FINANCIAL TIMES: Unilever hopes to drive a big push for sales and clarity: “Its corporate shake-up was not nearly as far-reaching as Shell's...because its problems - a first-ever profits warning last year and a long period of dismal growth - were not on the scale of Shell's reserves debacle.” (ShellNews.net) 11 Feb 05
By Henry Tricks and Sundeep Tucker
Published: February 11 2005
Unilever was doing its best yesterday to distance itself from any resemblance to its Anglo-Dutch cousin, Royal Dutch/Shell.
Its corporate shake-up was not nearly as far-reaching as Shell's, company insiders said, because its problems - a first-ever profits warning last year and a long period of dismal growth - were not on the scale of Shell's reserves debacle.
However, like Shell, Unilever's corporate overhaul yesterday left a burning question in investors' minds. Would it galvanise the business back to its former rude health, or end up being little more than an exercise in rearranging deckchairs?
"The company has done the minimum required to placate investor unease about the management structure," said Mark Webster, a fund manager at State Street Global Advisors, which owns 1.5 per cent of Unilever. "But there appears to be a lack of detail about how the company plans to drive sales growth."
According to Patrick Cescau, who becomes Unilever's first sole chief executive, the changes in the management structure unveiled yesterday are all about driving sales growth.
For a start, his position will make him the operational boss, with full responsibility for day-to-day performance, while his former co-chairman, Antony Burgmans, has been moved into a non-executive role.

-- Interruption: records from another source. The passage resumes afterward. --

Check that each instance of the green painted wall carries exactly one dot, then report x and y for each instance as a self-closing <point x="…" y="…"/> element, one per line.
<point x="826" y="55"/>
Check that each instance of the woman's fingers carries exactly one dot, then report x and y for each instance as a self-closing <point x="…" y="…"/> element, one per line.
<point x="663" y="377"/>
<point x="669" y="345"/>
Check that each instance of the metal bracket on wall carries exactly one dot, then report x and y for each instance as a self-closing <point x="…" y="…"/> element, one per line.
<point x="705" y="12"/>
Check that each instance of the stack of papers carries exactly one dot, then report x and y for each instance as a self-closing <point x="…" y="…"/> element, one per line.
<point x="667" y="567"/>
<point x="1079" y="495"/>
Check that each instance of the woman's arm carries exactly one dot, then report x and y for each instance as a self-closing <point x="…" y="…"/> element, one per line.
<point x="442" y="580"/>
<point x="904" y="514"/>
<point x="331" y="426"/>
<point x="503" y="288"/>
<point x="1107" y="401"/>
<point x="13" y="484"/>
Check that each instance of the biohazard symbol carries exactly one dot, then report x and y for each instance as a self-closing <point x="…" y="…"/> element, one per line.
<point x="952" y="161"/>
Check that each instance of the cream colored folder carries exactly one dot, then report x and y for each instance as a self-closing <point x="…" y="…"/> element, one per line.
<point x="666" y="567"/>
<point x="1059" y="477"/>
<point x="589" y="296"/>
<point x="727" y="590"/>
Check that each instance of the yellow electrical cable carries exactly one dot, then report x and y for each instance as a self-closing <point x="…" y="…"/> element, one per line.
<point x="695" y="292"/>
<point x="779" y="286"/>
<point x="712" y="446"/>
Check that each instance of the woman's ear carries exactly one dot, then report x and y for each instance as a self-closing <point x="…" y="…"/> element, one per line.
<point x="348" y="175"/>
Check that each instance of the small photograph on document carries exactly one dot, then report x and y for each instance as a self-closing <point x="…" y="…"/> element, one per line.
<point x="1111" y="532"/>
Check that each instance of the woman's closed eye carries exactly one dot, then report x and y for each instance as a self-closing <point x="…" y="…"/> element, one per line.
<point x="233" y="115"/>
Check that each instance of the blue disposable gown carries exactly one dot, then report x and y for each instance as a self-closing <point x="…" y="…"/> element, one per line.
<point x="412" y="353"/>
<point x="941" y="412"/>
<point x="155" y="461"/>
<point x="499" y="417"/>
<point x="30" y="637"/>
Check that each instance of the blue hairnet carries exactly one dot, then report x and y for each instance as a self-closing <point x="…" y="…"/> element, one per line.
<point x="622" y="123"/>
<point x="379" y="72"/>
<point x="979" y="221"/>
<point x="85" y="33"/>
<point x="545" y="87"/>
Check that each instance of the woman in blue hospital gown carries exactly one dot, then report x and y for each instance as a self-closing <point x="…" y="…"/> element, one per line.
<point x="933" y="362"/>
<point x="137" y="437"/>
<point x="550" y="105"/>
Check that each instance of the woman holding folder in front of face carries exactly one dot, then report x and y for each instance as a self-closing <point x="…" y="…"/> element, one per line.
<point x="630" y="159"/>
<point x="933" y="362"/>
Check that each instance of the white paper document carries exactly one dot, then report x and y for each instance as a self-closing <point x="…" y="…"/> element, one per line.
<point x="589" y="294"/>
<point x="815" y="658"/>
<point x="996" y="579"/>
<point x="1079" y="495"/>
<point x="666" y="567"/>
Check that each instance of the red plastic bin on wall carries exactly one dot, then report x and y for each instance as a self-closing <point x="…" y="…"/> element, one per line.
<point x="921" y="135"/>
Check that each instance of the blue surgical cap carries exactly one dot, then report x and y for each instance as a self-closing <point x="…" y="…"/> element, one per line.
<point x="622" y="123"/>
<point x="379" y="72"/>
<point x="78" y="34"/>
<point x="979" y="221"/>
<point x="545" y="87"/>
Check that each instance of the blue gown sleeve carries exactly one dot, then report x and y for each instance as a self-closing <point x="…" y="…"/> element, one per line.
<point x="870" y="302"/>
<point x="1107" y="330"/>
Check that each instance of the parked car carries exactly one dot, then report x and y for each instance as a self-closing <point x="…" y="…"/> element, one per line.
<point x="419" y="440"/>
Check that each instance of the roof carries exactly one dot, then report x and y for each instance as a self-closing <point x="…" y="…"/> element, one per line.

Unilever has scrapped the existing senior management structure, including a cumbersome executive committee and 11 business groups, that Mr Cescau said hindered its ability to bring innovative goods to market.
It will be replaced by a seven-executive team reporting directly to him. Three directors, all close to 60, will be retiring, while the new management team incorporates what analysts call "rising stars" in their 40s and early 50s.
Two, the leaders of the food division, and the home and personal care division, will have sole responsibility for brands, including innovation, while three regional heads will be responsible for sales and marketing.
That, says David Lang, analyst at Investec, replicates a system that is common among consumer goods companies keen to drive the top line and strike a balance between local and global priorities. "It straightens out the structure and brings a new generation of management to the top," he says.
Other analysts hailed the reforms as an improvement on management clarity, but there was some disappointment that Mr Cescau gave no indication of when the benefits would show up in improved profits.
In his presentation, Mr Cescau issued a prolonged mea culpa on behalf of the company, especially regarding its ill-fated Path to Growth strategy that he acknowledged failed to produce growth.
He said the company had learned from that strategy not to issue too many targets.
"We boxed ourselves in," he said. "We wanted to be transparent. But in doing so we created a straitjacket for ourselves."
However, analysts and shareholders bemoaned the lack of any earnings guidance for 2005, and were given little sense of by how much Unilever planned to ramp up its advertising spending to increase sales - even though that would hit profit margins.
"People are focusing on the fact that it will take time. There is no visibility on how long it will take," said Julian Hardwick, analyst at ABN Amro.
Mr Hardwick said there was some disappointment that Unilever had not gone further than a leadership reshuffle and announced plans to end its dual listing. Instead, it gave Mr Burgmans the task to lead a study in 2006 of Unilever's corporate structure, which will assess whether a single listing would help the company issue equity as acquisition currency for a merger.
Calls for such a move have increased since its main rival, Procter & Gamble, announced its $57bn takeover of Gillette, and since Shell's move to a single listing in London. Mr Burgmans would need to assess the tax and political implications of such as move.
But Mr Cescau said it was more important to focus on the top line, rather than distracting management with a major overhaul of the corporate structure. As a Frenchman, he sought to appear neutral in the debate over whether the company should have its headquarters in London or Rotterdam.
"For me, Paris would be the place," he said.